Ben devlet okulunda okudum. Benim dönemindeki eğitim sisteminin çok daha iyi olduğunu düşünüyorum. Zehra 4. sınıfta. Hala çarpım tablosunda problem yaşıyoruz. Çünkü ilk başta çarpım tablosunu ikişer ikişer saydırarak öğretmeye başladılar. Sonra başka matematik işlemleri… Sonra olmadı, çocuklara çarpım tablosunu tekrar ezberletmeye başladılar. Zehra da zorlanıyor, bu da beni üzüyor. Bunu sadece Zehra için değil, bütün okul için söylüyorum. Bizim zamanımızda çarpım tablosunu ezberlememiz gerekiyordu ve ezberledik. ilkokul 1.sınıfta çarpım tablosunu ezbere biliyorduk. Bence arayış içinde bir eğitim sistemimiz var. Sizleri bu konuda şanslı görmüyorum. Geçenlerde bir öğrenci bana, “Bizim okulumuzda birisinin yazdığı bir tarih kitabı var. Ve hep bu tarih kitabını okuyoruz. Bu ne kadar doğru, bilmiyoruz” dedi. Ben de “Öğretmenleriniz bunu öneriyorsa mutlaka doğrudur” dedim. Ama çocuğun kafasında hep bir soru işareti kaldı “Gerçekten doğru bir şey mi yapılıyor?” diye. Tarih kitaplarının doğruluğunun Milli Eğitim Bakanlığı tarafından takip edildiğinden de emin değilim açıkçası.

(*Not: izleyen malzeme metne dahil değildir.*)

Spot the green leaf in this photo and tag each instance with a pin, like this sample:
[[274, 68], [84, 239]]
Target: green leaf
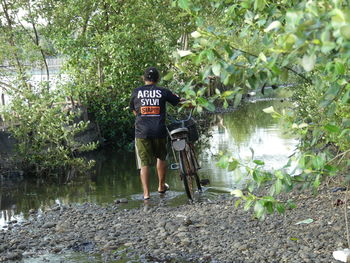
[[259, 4], [237, 193], [259, 209], [184, 4], [168, 76], [273, 25], [280, 208], [233, 165], [308, 62], [210, 106], [269, 110], [345, 31], [248, 204], [332, 128], [237, 100], [278, 186], [238, 202], [259, 162]]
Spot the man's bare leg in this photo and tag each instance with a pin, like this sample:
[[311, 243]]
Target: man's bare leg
[[161, 171], [144, 174]]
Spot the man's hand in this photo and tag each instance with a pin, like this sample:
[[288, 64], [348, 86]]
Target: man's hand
[[186, 103]]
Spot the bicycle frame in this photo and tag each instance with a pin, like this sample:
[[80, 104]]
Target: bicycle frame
[[187, 163]]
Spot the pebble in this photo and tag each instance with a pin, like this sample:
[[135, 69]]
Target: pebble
[[214, 232]]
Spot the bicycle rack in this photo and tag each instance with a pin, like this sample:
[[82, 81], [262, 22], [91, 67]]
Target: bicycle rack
[[174, 166]]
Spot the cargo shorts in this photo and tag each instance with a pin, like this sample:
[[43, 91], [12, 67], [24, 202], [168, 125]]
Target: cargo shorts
[[148, 150]]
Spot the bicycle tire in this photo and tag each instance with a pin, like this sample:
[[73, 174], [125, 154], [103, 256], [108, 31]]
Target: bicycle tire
[[186, 176], [195, 166]]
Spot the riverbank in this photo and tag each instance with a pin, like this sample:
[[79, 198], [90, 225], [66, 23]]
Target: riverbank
[[200, 232]]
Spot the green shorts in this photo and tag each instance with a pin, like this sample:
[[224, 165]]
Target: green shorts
[[148, 150]]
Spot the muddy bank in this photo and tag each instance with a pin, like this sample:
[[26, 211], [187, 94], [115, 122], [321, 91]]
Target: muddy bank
[[201, 232]]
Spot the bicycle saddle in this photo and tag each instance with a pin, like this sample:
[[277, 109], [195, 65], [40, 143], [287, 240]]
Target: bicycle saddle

Sizce üniversite eğitimi yurt dışında mı yoksa yurt içinde mi alınmalı?
Bence üniversiteyi Türkiye’de okumak daha doğru. Ama yüksek lisans yapmak için yurt dışı olabilir ya da sene içinde tatillerde yurt dışına gitme gelme durumu söz konusu olabilir. Tabii yurt dışında okuyacağınız üniversite de önemli. Harvard ve Cambridge Üniversitesi’ne gidecekseniz olabilir. Ama “Burada üniversiteyi kazanamadım, gidip yurt dışında okuyayım” demek de olmaz. Türkiye’deki hocalarımızı, doktorlarımızı inanın çok beğeniyorum. Ama maalesef sistem çok yanlış. Bu da onların hatası değil. Ben sonuna kadar Türkiye’de olmaktan yanayım. Bazı okullar var, mesela Floransa’da bir sanat okulu mevcut. Kızım orada okusun isterim. Çok özel okullar var, onlar olursa tamam. Ama onun dışında Türkiye’yi tercih ederim.
Sizce meslek seçiminde nelere dikkat edilmesi gerekiyor?
Sevdiğiniz, içinizden gelen mesleği seçmelisiniz. Anne, babalar sizin iyiliğinizi istedikleri için hep doktor, mühendis olmanızı istiyorlar. Ama her ne olursa olsun içinizden gelen mesleği yapmalısınız. Günümüzde istenmeyen bir meslek olsa bile onu yapın. Çünkü sevdiğiniz işi yaptığınızda başarıyı yakalarsınız.
Hülya Avşar’ın konumuna gelmek için yetenekli mi yoksa akıllı mı olmak gerekiyor?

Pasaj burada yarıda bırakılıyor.